How free-market fundamentalists have shifted the focus of higher
education to competition, metrics, consumer demand, and return on
investment, and why we should change this.
A new philosophy of higher education has taken hold in institutions
around the world. Its supporters disavow the pursuit of knowledge for
its own sake and argue that the only knowledge worth pursuing is that
with more or less immediate market value. Every other kind of learning
is downgraded, its budget cut. In Knowledge for Sale, Lawrence Busch
challenges this market-driven approach.
The rationale for the current thinking, Busch explains, comes from
neoliberal economics, which calls for reorganizing society around the
needs of the market. The market-influenced changes to higher education
include shifting the cost of education from the state to the individual,
turning education from a public good to a private good subject to
consumer demand; redefining higher education as a search for the
highest-paying job; and turning scholarly research into a competition
based on metrics including number of citations and value of grants.
Students, administrators, and scholars have begun to think of themselves
as economic actors rather than seekers of knowledge.

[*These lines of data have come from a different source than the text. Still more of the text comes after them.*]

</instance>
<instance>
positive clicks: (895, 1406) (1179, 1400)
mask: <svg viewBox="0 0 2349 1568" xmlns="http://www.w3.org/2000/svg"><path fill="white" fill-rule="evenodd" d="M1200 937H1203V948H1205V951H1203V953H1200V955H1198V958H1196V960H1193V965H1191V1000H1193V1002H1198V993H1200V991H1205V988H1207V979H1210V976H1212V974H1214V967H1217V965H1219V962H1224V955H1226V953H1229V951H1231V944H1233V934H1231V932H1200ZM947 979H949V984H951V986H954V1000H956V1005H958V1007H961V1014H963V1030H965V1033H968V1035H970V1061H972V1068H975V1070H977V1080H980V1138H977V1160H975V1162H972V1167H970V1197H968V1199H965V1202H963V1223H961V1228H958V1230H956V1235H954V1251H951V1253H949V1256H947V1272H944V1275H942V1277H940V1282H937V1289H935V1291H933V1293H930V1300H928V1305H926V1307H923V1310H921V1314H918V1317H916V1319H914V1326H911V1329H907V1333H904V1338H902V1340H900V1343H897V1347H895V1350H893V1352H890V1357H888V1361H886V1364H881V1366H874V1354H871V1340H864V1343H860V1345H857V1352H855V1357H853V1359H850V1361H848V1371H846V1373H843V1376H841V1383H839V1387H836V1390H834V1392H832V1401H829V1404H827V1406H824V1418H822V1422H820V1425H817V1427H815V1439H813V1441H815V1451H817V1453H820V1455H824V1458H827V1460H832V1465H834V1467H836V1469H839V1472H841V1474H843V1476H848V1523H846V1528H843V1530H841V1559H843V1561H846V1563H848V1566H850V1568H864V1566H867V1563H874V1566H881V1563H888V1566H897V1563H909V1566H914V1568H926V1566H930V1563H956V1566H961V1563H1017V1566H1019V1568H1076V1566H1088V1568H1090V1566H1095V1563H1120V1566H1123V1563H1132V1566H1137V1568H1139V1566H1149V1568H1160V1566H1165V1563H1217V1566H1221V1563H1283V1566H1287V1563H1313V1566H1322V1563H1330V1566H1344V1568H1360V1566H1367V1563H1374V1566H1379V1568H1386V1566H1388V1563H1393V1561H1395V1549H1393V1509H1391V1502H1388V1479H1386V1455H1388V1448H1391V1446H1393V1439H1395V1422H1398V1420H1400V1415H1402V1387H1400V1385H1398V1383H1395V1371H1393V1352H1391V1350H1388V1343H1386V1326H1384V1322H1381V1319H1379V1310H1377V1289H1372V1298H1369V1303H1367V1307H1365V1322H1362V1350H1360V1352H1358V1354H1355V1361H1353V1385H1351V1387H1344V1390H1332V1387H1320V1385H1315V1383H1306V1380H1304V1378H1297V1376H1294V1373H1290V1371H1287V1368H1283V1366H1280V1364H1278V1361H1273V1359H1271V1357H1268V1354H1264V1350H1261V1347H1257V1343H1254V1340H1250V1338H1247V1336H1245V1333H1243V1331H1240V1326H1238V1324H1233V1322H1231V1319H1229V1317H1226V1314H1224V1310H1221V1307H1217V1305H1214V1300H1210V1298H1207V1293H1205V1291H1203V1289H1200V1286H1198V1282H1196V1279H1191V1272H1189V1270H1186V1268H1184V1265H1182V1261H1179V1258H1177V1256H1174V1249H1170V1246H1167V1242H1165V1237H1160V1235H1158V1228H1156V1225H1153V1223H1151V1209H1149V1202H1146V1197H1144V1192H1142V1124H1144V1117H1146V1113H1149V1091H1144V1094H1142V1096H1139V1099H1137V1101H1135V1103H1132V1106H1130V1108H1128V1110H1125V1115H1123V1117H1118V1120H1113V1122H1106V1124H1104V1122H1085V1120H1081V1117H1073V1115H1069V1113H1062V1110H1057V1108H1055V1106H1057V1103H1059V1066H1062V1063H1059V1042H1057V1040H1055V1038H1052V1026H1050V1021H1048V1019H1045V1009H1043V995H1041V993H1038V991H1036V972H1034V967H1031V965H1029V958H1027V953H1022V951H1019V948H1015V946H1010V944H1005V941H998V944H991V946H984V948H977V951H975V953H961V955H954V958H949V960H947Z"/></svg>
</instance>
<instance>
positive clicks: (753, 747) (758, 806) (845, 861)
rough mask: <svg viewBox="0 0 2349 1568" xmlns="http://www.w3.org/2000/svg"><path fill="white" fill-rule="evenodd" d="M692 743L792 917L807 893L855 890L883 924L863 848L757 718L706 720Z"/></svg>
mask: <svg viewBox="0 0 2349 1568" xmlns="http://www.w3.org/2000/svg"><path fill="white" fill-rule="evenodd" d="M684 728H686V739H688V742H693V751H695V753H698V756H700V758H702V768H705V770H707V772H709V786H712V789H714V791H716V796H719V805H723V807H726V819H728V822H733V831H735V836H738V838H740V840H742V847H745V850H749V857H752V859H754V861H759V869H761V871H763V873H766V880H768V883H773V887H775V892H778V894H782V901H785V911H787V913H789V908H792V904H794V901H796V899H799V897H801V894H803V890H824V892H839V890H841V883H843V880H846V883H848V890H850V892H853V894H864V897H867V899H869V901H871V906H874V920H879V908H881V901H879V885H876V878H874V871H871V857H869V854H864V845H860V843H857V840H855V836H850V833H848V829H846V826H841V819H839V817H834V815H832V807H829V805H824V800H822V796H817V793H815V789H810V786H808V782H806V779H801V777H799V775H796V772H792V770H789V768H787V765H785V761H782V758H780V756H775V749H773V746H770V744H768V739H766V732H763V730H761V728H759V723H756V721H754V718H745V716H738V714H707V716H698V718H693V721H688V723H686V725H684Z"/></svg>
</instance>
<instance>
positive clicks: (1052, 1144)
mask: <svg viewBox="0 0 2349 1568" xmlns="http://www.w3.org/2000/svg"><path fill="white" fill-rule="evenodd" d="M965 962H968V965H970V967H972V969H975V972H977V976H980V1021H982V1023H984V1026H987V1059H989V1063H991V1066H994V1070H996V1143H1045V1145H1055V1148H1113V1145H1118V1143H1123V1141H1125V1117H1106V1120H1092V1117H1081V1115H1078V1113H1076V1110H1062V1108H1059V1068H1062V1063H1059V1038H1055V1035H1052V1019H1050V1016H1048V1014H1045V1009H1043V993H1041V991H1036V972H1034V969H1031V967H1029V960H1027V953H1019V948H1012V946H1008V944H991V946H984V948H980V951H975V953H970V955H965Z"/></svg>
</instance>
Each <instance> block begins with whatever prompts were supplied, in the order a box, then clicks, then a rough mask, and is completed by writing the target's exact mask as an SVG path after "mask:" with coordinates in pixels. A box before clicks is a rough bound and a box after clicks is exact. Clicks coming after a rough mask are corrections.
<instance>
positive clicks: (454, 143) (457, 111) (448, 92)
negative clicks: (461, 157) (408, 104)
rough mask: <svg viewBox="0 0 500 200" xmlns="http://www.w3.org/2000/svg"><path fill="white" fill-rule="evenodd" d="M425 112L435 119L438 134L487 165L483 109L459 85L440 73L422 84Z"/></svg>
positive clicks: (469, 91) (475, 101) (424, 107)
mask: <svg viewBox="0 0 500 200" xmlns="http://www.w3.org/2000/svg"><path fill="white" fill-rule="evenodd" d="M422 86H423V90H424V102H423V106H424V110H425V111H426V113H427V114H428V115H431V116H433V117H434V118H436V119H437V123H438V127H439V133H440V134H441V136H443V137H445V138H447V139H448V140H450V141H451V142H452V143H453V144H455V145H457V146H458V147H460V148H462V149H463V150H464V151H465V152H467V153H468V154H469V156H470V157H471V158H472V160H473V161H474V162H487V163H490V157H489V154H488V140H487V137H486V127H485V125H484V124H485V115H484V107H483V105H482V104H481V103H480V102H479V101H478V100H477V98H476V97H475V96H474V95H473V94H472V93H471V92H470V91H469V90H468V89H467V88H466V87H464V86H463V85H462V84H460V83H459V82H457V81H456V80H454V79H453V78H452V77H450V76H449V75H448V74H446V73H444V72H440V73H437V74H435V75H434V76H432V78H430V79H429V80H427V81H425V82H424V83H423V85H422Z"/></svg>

Arguing for active resistance to this takeover, Busch urges us to burst
the neoliberal bubble, to imagine a future not dictated by the market, a
future in which there is a more educated citizenry and in which the old
dichotomies--market and state, nature and culture, and equality and
liberty--break down. In this future, universities value learning and not
training, scholarship grapples with society's most pressing problems
rather than quick fixes for corporate interests, and democracy is
enriched by its educated and engaged citizens.